This outputs XML of this form: 这将输出这种形式的XML:

<ITEM>
  <ITEM>
    <ITEM>
      <MainBody>
        <MainBody>
          <FirstExpression>Param1</FirstExpression>
          <Operator>=</Operator>
          <SecondExpression>1</SecondExpression>
        </MainBody>
        <ITEM>AND</ITEM>
        <MainBody>
          <FirstExpression>Param2</FirstExpression>
          <Operator>=</Operator>
          <SecondExpression>1</SecondExpression>
        </MainBody>
      </MainBody>
      <ITEM>OR</ITEM>
      <MainBody>
        <MainBody>
          <FirstExpression>Param3</FirstExpression>
          <Operator>=</Operator>
          <SecondExpression>1</SecondExpression>
        </MainBody>
        <ITEM>AND</ITEM>
        <MainBody>
          <FirstExpression>Param4</FirstExpression>
          <Operator>=</Operator>
          <SecondExpression>1</SecondExpression>
        </MainBody>
      </MainBody>
    </ITEM>
    <ITEM>AND</ITEM>
    <ITEM>
      <ITEM>
        <MainBody>
          <MainBody>
            <FirstExpression>Param5</FirstExpression>
            <Operator>=</Operator>
            <SecondExpression>0</SecondExpression>
          </MainBody>
          <ITEM>AND</ITEM>
          <MainBody>
            <FirstExpression>Param6</FirstExpression>
            <Operator>=</Operator>
            <SecondExpression>1</SecondExpression>
          </MainBody>
        </MainBody>
        <ITEM>OR</ITEM>
        <MainBody>
          <MainBody>
            <FirstExpression>Param7</FirstExpression>
            <Operator>=</Operator>
            <SecondExpression>0</SecondExpression>
          </MainBody>
          <ITEM>AND</ITEM>
          <MainBody>
            <FirstExpression>Param8</FirstExpression>
            <Operator>=</Operator>
            <SecondExpression>1</SecondExpression>
          </MainBody>
        </MainBody>
      </ITEM>
      <ITEM>AND</ITEM>
      <ITEM>
        <MainBody>
          <MainBody>
            <FirstExpression>Param9</FirstExpression>
            <Operator>=</Operator>
            <SecondExpression>0</SecondExpression>
          </MainBody>
          <ITEM>AND</ITEM>
          <MainBody>
            <FirstExpression>Param10</FirstExpression>
            <Operator>=</Operator>
            <SecondExpression>1</SecondExpression>
          </MainBody>
        </MainBody>
        <ITEM>OR</ITEM>
        <MainBody>
          <MainBody>
            <FirstExpression>Param11</FirstExpression>
            <Operator>=</Operator>
            <SecondExpression>0</SecondExpression>
          </MainBody>
          <ITEM>AND</ITEM>
          <MainBody>
            <FirstExpression>Param12</FirstExpression>
            <Operator>=</Operator>
            <SecondExpression>1</SecondExpression>
          </MainBody>
        </MainBody>
      </ITEM>
    </ITEM>
  </ITEM>
</ITEM>

Obviously this isn't want I want as the only objects with tags are at the deepest level. 显然,这不是我想要的,因为带有标签的唯一对象位于最深层。 I need it to be as deep as necessary for much larger rules than this - essentially a binary tree with collections of Mainbody, FirstExpression, Operator, and Second Expression. 对于比这更大的规则,我需要它尽可能的深-本质上是一个包含Mainbody,FirstExpression,Operator和Second Expression集合的二叉树。

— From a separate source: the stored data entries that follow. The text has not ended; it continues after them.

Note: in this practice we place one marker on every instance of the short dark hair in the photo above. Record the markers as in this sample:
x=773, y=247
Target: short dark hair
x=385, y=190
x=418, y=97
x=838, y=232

I also need to place integer values inside tags which is another thing I haven't figure out how to do. 我还需要将整数值放置在标签内,这是我还没有弄清楚该怎么做的另一件事。

I think that pyparsing should be able to do this with groups somehow but I can't figure it out. 我认为pyparsing应该可以以某种方式对组执行此操作,但我无法弄清楚。

Can anyone offer a suggestion on how to achieve this? 谁能提供有关如何实现这一目标的建议?

Thanks 谢谢

EDIT 11/5/15: 编辑11/5/15:

Building off of what Paul wrote I've arrived at this code with an (well intended to be) recursive grammar: 在保罗写的东西的基础上,我已经有了(很可能是)递归语法的代码:

   import pyparsing as pp


operator = pp.oneOf(">= <= != > < =")("operator")
integer = pp.Regex(r"[+-]?\d+(:?\.\d*)?(:?[eE][+-]?\d+)?")("integer")
parameter = pp.Word(pp.alphas, pp.alphanums + "_" + "." + "-")("parameter")
comparison_term = parameter | integer

firstExpression = pp.Forward()
secondExpression = pp.Forward()

mainbody = pp.Group(firstExpression + operator + secondExpression)("Mainbody")

firstExpression <<  pp.Group(parameter | pp.Optional(mainbody))("FirstExpression")
secondExpression << pp.Group(integer | pp.Optional(mainbody))("SecondExpression")

AND_ = pp.Keyword("AND")("operator")
OR_ = pp.Keyword("OR")("operator")
NOT_ = pp.Keyword("NOT")("operator")

expr = pp.operatorPrecedence(mainbody,[
                            (NOT_, 1, pp.opAssoc.RIGHT, ),
                            (AND_, 2, pp.opAssoc.LEFT, ),
                            (OR_, 2, pp.opAssoc.LEFT, ),
                            ])

# undocumented hack to assign a results name to (expr) - RED FLAG
expr.expr.resultsName = "Mainbody"

expression1 = "((Param1 = 1) \
                OR  (Param2 = 1))"

out = expr.parseString(expression1)[0] # extract item 0 from single-item list
text = out.asXML("Mainbody") # add tag for outermost element
print text

Will infinity recurse. 将无限递归。 Changing the | 更改| to + in the firstExpression and secondExpression lines fixes this but I believe it causes the parser to never look for the mainbody to group. firstExpression和secondExpression行中的+可以解决此问题,但我相信这会使解析器从不寻找要分组的主体。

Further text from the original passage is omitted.